Но, войдя в родильник и видя, как Маша беспокойно кружится, тревожно хрюкает, склоняя на одну сторону голову, будто прислушиваясь к своему голосу, – решил, что час настал и надо торопиться.
Это и обрадовало его, и одновременно он испугался до этого ласковой и тихой Маши.
– Маша! Маша! – позвал он и хотел, как всегда, большим пальцем почесать у нее за ухом.
Маша ощетинилась и, цапая воздух ртом с длинными клыками (раньше Степан как будто и не замечал, что у нее такие длинные клыки), пошла на Степана.
– Эх, какая ты! – отступая, вскрикнул он, уже пугаясь того, что не справится с ней: он никогда не принимал поросят.
«Ее надо чесать поперек ребер, чтобы она потягивалась, так легче выскользнет из нее поросенок… Она может и одна опороситься. Но она первый раз поросится и съест поросят», – припоминал он наставление дедушки Катая, удивляясь, что тихая и славная Маша может съесть своих поросят.
– Вася, – обратился он к Шлёнке, – чесать ее надо. Ты заходи вот с той стороны и чеши, а я с этой.
– Эх, укусит! Зубищи-то какие… хватит, и – полруки.
«Ну, что ж ты? На фронте был, а тут свиньи боишься», – упрекнул себя Степан и решительно пошел на Машу.
Маша вначале было опять ощетинилась, ляскнула зубами, но, заслышав властный окрик, уложила на спине щетину, вся сжалась, хрюкнула, отошла в угол и развалилась на соломе. Но тут же как будто опомнилась, вскочила и снова начала кружиться, касаясь боком стен родильника, побеленных известью.

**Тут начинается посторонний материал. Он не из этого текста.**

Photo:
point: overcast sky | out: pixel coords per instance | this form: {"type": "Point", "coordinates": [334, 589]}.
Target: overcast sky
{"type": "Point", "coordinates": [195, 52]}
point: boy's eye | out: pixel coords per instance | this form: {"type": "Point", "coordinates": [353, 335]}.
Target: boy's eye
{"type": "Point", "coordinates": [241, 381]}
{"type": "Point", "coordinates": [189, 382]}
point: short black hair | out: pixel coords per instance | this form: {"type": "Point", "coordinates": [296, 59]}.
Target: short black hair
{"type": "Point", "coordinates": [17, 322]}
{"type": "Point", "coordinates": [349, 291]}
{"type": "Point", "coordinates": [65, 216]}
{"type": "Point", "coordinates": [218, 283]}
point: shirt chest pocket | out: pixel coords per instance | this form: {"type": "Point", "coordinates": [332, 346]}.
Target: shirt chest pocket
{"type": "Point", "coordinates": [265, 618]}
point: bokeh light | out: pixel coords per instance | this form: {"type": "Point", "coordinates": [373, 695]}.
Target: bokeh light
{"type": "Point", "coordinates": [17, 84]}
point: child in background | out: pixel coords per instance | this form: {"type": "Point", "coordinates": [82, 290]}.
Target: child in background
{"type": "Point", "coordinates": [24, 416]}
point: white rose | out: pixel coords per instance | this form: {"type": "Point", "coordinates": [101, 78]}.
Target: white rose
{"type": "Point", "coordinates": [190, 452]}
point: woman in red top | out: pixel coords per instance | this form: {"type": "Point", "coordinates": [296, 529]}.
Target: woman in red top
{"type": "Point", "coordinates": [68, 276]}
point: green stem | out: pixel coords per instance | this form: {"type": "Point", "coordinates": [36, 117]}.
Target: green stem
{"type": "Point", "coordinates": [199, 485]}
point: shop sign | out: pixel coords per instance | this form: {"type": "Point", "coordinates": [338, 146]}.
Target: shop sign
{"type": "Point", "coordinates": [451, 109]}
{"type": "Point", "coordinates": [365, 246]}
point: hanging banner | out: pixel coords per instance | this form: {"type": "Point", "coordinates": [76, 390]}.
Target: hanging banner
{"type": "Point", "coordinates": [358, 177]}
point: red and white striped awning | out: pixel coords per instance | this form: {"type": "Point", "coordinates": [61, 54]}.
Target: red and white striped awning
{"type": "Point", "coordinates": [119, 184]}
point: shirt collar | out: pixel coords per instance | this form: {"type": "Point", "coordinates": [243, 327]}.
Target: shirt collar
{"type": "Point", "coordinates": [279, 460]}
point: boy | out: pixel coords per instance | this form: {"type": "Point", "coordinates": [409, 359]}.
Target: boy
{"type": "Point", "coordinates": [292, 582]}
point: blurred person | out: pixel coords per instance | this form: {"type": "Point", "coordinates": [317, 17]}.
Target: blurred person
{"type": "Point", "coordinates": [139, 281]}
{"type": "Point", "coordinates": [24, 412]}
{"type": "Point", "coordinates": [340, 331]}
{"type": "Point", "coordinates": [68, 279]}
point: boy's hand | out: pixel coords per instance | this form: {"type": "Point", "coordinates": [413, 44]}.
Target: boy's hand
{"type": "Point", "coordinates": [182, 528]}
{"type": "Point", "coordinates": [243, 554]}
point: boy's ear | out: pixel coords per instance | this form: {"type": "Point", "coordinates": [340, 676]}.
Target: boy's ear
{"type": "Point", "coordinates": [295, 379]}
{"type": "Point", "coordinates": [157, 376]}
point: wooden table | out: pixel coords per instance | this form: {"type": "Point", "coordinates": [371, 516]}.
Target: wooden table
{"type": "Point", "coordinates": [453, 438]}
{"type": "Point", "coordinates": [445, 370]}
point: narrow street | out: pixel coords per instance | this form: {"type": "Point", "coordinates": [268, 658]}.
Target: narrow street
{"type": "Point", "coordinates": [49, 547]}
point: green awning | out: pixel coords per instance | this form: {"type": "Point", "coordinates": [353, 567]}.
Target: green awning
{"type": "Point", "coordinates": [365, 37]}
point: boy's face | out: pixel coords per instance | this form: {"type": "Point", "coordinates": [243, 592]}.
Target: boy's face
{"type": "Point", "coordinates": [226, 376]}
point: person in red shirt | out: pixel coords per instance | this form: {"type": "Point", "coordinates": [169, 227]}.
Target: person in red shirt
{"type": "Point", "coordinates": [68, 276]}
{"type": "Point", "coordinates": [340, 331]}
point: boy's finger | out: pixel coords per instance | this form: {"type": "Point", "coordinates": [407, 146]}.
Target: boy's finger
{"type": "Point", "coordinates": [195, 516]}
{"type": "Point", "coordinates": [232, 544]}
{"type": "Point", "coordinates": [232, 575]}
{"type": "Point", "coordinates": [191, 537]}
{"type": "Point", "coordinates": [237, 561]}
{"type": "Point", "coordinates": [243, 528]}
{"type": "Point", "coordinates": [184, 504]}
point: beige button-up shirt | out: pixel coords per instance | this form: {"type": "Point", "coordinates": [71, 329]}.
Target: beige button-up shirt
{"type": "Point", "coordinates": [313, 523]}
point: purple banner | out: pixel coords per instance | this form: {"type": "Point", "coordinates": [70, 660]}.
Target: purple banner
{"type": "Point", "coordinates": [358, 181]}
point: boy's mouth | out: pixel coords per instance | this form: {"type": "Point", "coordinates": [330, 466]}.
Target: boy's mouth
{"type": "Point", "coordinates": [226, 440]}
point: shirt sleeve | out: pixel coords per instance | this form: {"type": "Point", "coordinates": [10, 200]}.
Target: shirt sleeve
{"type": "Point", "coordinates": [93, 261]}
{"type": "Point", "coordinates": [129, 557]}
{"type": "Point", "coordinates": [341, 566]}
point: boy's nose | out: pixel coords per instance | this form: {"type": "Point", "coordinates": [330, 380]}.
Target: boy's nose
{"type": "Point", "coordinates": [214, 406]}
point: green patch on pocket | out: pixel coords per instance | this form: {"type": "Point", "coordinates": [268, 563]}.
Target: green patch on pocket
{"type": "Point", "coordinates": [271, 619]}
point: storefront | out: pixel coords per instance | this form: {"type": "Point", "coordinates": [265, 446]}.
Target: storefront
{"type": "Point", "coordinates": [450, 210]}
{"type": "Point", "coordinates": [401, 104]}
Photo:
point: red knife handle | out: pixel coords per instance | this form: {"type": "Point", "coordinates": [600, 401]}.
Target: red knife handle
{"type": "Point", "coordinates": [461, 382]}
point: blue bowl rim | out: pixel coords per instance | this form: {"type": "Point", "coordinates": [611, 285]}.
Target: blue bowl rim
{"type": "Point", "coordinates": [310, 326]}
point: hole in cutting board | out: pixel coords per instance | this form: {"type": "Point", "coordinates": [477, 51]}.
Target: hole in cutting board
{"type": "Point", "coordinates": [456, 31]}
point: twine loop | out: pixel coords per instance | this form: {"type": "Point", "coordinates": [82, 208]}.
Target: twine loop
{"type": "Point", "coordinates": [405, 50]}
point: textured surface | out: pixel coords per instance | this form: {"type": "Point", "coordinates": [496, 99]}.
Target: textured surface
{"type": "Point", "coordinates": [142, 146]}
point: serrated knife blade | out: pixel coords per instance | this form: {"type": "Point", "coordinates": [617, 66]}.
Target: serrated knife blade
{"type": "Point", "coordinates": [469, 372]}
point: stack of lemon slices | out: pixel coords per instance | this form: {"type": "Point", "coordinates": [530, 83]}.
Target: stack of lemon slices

…Первое, что вышло из Маши, было что-то похожее на смятый серо-рыжий кошелек. В середине этого кошелька лежал совсем маленький, бездвижный, слепенький и чересчур вялый темный поросенок. Степан знал: как только выйдет поросенок, с него надо смахнуть пленку, вот так – пригоршней, особо с рожицы, затем оторвать пуповину. Он разорвал кошелек, пахнуло гнилью – едкой и горьковатой. На пол хлопнулся приплюснутый комок с четырьмя поросячьими ножками.
– Неужели так и дальше? Вася, что это?
– Дохлый, – ответил Шлёнка. – Жирна, вот и придушила. Гляди, гляди, идет.